Papias sedó a padre con un destilado de azafrán caucásico colorado como la carne recién cortada. Rellenó las desgarradas encías con lino y pelusas de lana y cosió el boquete de la mejilla con hilo de intestino, pero dada la gran cantidad de piel arrancada, tuvo que estirar tanto la que quedaba que esta tiraba del rabillo del ojo hacia abajo. Eso impedía a padre cerrar del todo el párpado, lo que hizo que la cuenca del ojo se le secara y atrofiara. Papias aplicó bálsamos y vulnerarios en los puntos para favorecer la cicatrización y cataplasmas febrífugos en el pecho para ahuyentar la feroz fiebre y la congestión que sin duda se instalarían en el cuerpo. Le insertó cuidadosamente un junco hueco por la boca, hasta los pulmones, para extraer la sangre que padre había inhalado y que le generaba una respiración áspera y preocupante. Papias escupió lo extraído de los pulmones en un cuenco de plata que yo sostenía junto al lecho. Acto seguido, envolvió la cabeza y la mandíbula con tiras de lino limpias.
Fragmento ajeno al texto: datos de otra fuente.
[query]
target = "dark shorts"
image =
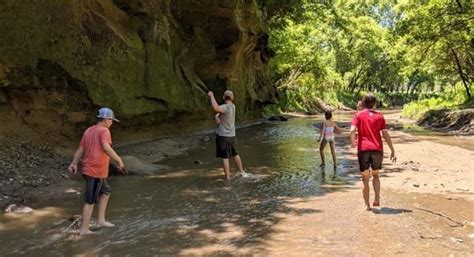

Más importante aún, mediante otro junco introducido hasta el esófago, le administraba el antídoto para evitar las convulsiones y ataques que, de lo contrario, padre habría padecido. De hecho, el viejo Papias le administraba diariamente una dosis doble mientras el paciente se revolvía y gemía en su cama, atontado por el dolor y las drogas.
Al quinto día padre se incorporó. Tenía el ojo sano inyectado de sangre pero liberado de la bruma en que su mente había estado errando, y señaló el agua, que bebió de un cazo a través de las fracturada dentadura. Ingirió una generosa cantidad de vino contundente y un caldo medicinal, suave pero nutritivo, hecho a base de hígados de ratones silvestres y sazonado con cebolla. Luego alzó la vista hacia mi preocupado rostro.
—Supongo que ahora sí eres Alejandro —dijo con voz ronca.
—¿Alejandro? —pregunté sin comprender.
—¿Recuerdas Frigia? —repuso.
Rememoré la conversación que habíamos tenido mucho tiempo atrás, cuando me tocó dormir en la habitación del gran conquistador, y sonreí.
—¿Por qué lo dices?
—Porque con un solo ojo y la cara de una Gorgona, ¡ahora sí me parezco a su padre Filipo! —Padre rio dolorosamente, sin atreverse a sonreír, y luego recuperó la seriedad—. Ayúdame a salir para ver a las tropas.
Nunca, creo, se ha celebrado tanto el regreso de un comandante de la tierra de los muertos como el de padre. Los vítores resonaron en las montañas circundantes hasta alcanzar el campamento de los romanos, que seguían atendiendo sus propias heridas tras sus empalizadas, acorralados y sitiados por las cuadrillas errantes de tropas montadas que yo había apostado en todos los flancos. Desde la última batalla no habían dejado de llegar a nuestro campamento nuevos combatientes, y el ejército sumaba ahora más de veinte mil hombres. La aparición ante ellos del viejo Mitrídates, sin voz y con solo media cara, pero incorporado y con un cuerpo como el de Hércules, les hizo estallar de alegría.
Los hombres se agolpaban a su alrededor, cubriéndole con los mechones de pelo que se habían cortado en señal de duelo ante lo que preveían como una muerte segura y dando las gracias a los dioses por su salvación. Para las tropas, Mitrídates era un dios: ningún mortal habría sobrevivido a una herida de esa índole; ningún hombre habría sido capaz de seguir instando a guerrear mientras sufría un dolor tan atroz. Ningún ser humano tan malherido podía dirigir a estos hombres hasta la victoria final contra los romanos salvo él.
Y mientras padre animaba a los hombres con su mera presencia, él a su vez se sintió fortalecido por las ovaciones, que hicieron más aún que los cuidados de Papias para sanar su quebrado cuerpo.